Euclidean TSP in Narrow Strips
Henk Alkema, Mark de Berg, Remco van der Hofstad, Sándor Kisfaludi-Bak
TL;DR
The paper advances exact and subexponential-time algorithms for Euclidean TSP in narrow geometric regimes: it proves that in a plane strip of width $\delta$, a globally optimal tour can be bitonic for $\delta\leq 2\sqrt{2}$ when $x$-coordinates are distinct integers, and it provides fixed-parameter tractable dynamic programs that scale as $2^{O(\delta^{1-1/d})} n^2$ (and improved to $2^{O(\delta^{1-1/d})} n + O(\delta^2 n^2)$ for sparse point sets) in general $d$-dimensions. It also shows that a similar approach yields expected subexponential time $2^{O(\delta^{1-1/d})} n$ for random point sets within a narrow cylinder, with the analysis extended to the $d$-dimensional hypercylinder. Together, these results illuminate how near-1D structure (narrow strips/cylinders) yields significantly faster exact or near-exact algorithms for Euclidean TSP, and they open paths to higher-dimensional generalizations and refined constants.
Abstract
We investigate how the complexity of Euclidean TSP for point sets $P$ inside the strip $(-\infty,+\infty)\times [0,δ]$ depends on the strip width $δ$. We obtain two main results.
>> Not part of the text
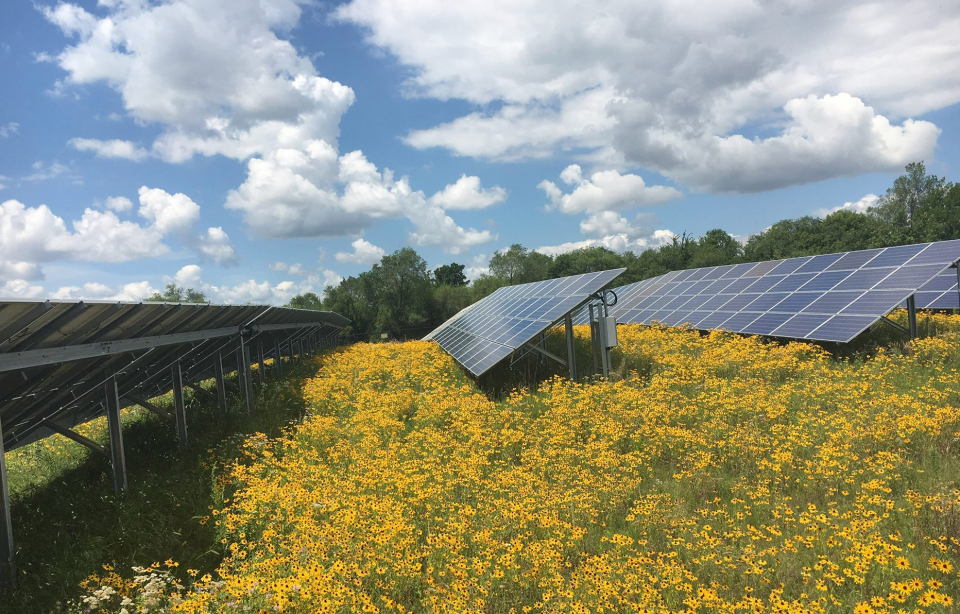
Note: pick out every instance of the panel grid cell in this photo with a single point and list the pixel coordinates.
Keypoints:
(494, 327)
(831, 297)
First, for the case where the points have distinct integer $x$-coordinates, we prove that a shortest bitonic tour (which can be computed in $O(n\log^2 n)$ time using an existing algorithm) is guaranteed to be a shortest tour overall when $δ\leq 2\sqrt{2}$, a bound which is best possible. Second, we present an algorithm that is fixed-parameter tractable with respect to $δ$. Our algorithm has running time $2^{O(\sqrtδ)} n + O(δ^2 n^2)$ for sparse point sets, where each $1\timesδ$ rectangle inside the strip contains $O(1)$ points. For random point sets, where the points are chosen uniformly at random from the rectangle $[0,n]\times [0,δ]$, it has an expected running time of $2^{O(\sqrtδ)} n$. These results generalise to point sets $P$ inside a hypercylinder of width $δ$. In this case, the factors $2^{O(\sqrtδ)}$ become $2^{O(δ^{1-1/d})}$.